DANGER – MARCH 2005 ISSUE

posted by / Magazine / January 26, 2005

WISH YOU WEREN’T HERE
10 Horror Tales from Surfing’s Danger Zones
Remember when that tidal wave hit G-land? Huts washed hundreds of yards inland. Guys waking up in trees. Ritchie Lovett flung from his bed.Remember when the swell came up so fast on the North Shore Woody Brown and Dickie Cross had to paddle to Waimea to make it back in — except only Woody survived.Remember Laird’s wave at Teahupo’o? Remember Bethany? Remember Foo?

For all its bikini-soaked promises of fun in the sun, surfing’s filled with hundreds of horror tales, dire warnings that what don’t kill you can still take a limb.

There’s Zapatistas and Staph infections. Car wrecks and rip tides. Hell, the monkeys at Uluwatu could pull your arm right out of its socket. The stonefish in Tahiti could steal your life. The tigers at G-land are, well, they’re friggin’ TIGERS!That’s just for starters.

Welcome to SURFING’s Danger Article — a fresh collection of unhappy memories from the frontlines.

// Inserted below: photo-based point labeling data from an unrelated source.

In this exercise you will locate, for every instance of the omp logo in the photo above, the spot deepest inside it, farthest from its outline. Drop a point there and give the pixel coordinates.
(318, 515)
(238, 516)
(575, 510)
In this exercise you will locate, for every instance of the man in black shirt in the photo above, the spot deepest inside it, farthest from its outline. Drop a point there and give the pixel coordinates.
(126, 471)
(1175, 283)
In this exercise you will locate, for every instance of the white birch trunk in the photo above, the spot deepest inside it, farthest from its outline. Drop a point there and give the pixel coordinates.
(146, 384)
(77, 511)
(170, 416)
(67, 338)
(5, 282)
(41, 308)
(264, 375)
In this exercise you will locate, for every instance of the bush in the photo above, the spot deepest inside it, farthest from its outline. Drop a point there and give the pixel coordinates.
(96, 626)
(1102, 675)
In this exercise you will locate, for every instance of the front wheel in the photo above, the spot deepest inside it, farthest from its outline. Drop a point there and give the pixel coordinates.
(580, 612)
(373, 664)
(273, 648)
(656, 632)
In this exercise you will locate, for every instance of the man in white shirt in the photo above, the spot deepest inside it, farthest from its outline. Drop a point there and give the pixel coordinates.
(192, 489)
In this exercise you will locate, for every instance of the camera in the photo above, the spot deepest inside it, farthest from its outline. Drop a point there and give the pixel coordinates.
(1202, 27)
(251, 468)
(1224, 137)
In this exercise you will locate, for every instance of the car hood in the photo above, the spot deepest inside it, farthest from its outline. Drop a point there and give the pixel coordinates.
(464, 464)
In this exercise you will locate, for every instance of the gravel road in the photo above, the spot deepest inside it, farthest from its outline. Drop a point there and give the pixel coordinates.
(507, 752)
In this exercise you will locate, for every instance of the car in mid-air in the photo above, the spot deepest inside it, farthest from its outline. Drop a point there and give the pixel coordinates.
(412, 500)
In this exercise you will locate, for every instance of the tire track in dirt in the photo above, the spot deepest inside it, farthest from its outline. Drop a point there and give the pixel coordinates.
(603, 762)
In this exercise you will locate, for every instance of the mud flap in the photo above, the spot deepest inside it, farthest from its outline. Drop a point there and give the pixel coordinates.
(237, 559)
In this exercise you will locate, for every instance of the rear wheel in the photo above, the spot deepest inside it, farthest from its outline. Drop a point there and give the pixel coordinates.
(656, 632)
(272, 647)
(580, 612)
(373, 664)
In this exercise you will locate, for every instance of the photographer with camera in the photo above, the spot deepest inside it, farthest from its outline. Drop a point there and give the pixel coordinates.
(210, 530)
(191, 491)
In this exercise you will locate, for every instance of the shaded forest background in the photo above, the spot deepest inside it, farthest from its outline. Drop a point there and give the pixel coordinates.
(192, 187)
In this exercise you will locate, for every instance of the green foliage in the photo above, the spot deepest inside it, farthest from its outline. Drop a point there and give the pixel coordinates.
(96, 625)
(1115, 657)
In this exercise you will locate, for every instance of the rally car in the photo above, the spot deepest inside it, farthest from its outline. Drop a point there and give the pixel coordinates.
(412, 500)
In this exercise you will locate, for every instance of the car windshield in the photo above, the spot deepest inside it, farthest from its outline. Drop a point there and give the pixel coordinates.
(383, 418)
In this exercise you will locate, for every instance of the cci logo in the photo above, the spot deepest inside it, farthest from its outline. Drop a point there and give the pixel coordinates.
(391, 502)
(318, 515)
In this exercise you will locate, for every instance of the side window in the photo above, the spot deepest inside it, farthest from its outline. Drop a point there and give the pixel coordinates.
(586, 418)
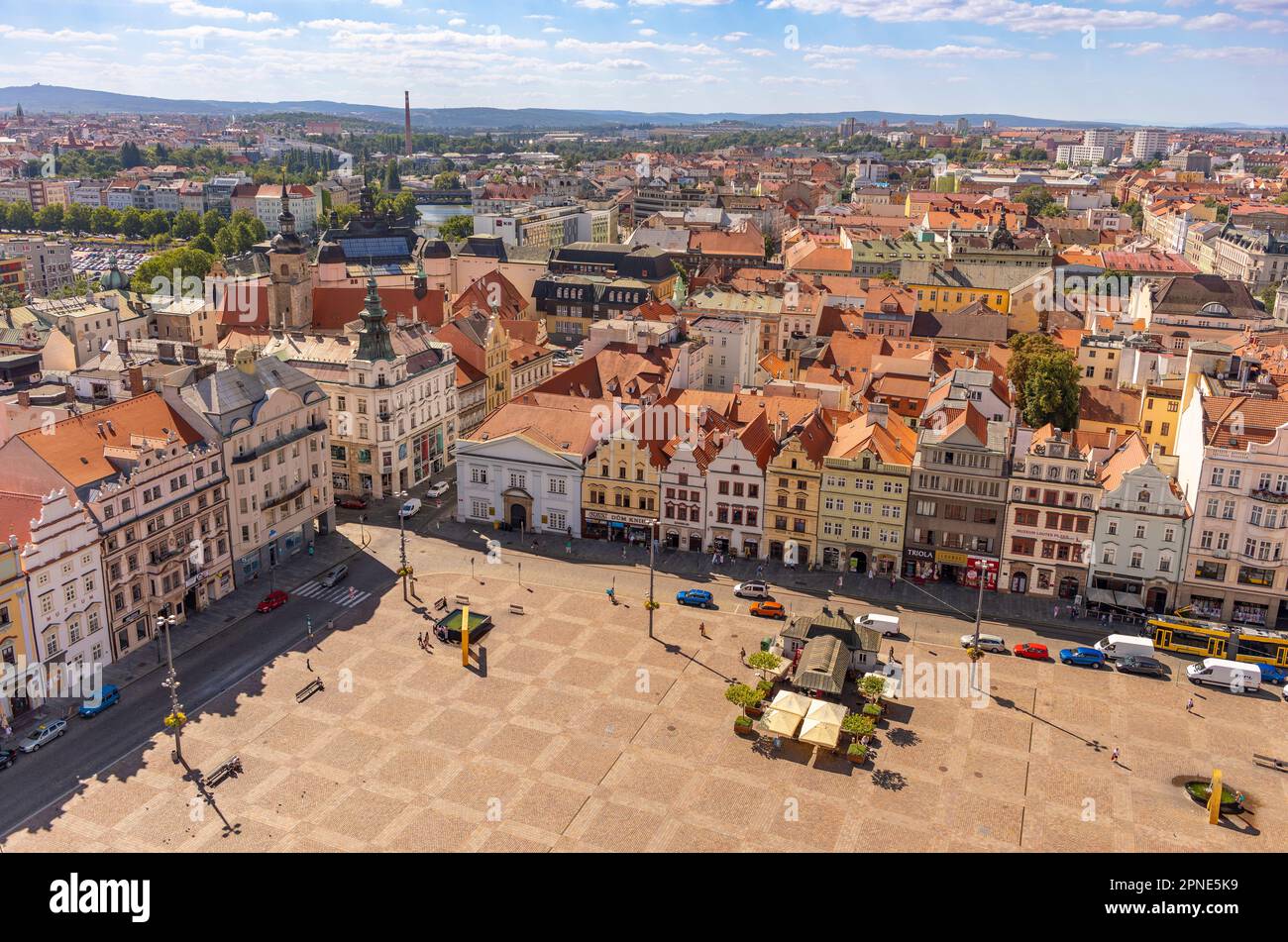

Good luck out there. You’ll need it.

TOAST

They say the cloud was like something out of a Monty Python movie. People in Newcastle thought it was a bomb blast, because it was so loud. But we didn’t even hear or see anything coming. It was the 1986 Coke trials in Newcastle, a beautiful sunny day, clear skies and small surf. I’d just asked one of the youngsters to watch my backup board while I surfed my heat. And while we were looking at the waves we were struck by lightning. Both of us. I was knocked unconscious, flat on my back. After about fifteen seconds I came around. I felt like I’d put my finger in an electric socket, tingling from head to toe and not knowing what had happened. I heard the loudspeaker say that lightning had struck the beach and they needed help. I walked over to where the little kid was flat on his back. No vital signs. His heart had stopped. Second degree burns on his back. Holes burned through his shoes. Luckily the hospital was just across the road. He spent 10 days on a life support machine in a coma and actually made a {{{100}}}% recovery in a year. I spent the night in the hospital. The ASP had held my heat over hoping I would make a good recovery, which I did. I went on to make the Coke Trials final, and finished third overall.